The same as the UserResponseAggregator, but, you know, for the LLM.

SentenceAggregator

This uses an approach similar to the approach used by text-to-speech services: It will accumulate TextFrames until it sees one with sentence-ending punctuation, then emit all of the accumulated text as one frame. So, for example:

<TextFrame text="Hello, it's">
<TextFrame text=" nice to meet">
<TextFrame text=" you.">

Becomes a single TextFrame containing the text "Hello, it's nice to meet you."

StatelessTextTransformer

This service transforms the text of any TextFrames it sees. For example, this instance:

aggregator = StatelessTextTransformer(lambda x: x.upper())

Would receive <TextFrame text="Hello!"> and emit <TextFrame text="HELLO!">.

Advanced Aggregators

These services enable some complex pipeline architectures.

ParallelPipeline

This service lets you run a set of services in parallel, instead of sequentially.
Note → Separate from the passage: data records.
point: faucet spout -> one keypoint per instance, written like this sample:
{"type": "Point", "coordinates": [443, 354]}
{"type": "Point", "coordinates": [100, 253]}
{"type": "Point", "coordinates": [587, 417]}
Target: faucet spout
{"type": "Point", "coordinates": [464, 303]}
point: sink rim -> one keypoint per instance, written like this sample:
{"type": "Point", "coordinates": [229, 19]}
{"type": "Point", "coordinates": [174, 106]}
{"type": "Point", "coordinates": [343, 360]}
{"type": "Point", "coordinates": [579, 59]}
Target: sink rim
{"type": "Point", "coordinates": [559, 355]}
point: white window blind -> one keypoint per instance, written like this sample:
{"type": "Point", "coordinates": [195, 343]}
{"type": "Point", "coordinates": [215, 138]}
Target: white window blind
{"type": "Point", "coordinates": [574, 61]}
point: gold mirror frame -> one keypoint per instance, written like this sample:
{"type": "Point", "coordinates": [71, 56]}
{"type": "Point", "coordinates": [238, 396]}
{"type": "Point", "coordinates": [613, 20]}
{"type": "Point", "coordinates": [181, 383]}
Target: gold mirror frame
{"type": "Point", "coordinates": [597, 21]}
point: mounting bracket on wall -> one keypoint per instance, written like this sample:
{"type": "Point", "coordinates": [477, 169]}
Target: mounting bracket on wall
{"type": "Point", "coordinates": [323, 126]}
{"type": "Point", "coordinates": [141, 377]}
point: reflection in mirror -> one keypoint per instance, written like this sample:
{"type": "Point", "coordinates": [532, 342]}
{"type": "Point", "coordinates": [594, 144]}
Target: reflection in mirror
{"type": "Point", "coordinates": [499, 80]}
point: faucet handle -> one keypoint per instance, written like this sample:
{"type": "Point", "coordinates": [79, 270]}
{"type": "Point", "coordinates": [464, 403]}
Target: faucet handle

For example, it's used in 05-sync-speech-and-image in the framework repo:

pipeline = Pipeline(
processors=[
llm,
sentence_aggregator,
ParallelPipeline(
[[month_prepender, tts], [llm_full_response_aggregator, imagegen]]
),
gated_aggregator,
],
)

It's important to keep in mind that the parallel pipeline doesn't let frames get 'out of order'; it takes frame A from its source queue and sends it through all of the parallel pipelines at the same time, but it doesn't start processing frame B from its source queue until all of the parallel branches from frame A have completed and yielded frames to the sink queue.

GatedAggregator

For more information on the GatedAggregator, take a look at this example in the framework, as well as the comments in the source code.

VisionImageFrameAggregator

Use a VisionImageFrameAggregator to build a VisionImageFrame out of a TextFrame and an ImageFrame. See Vision Services for more info.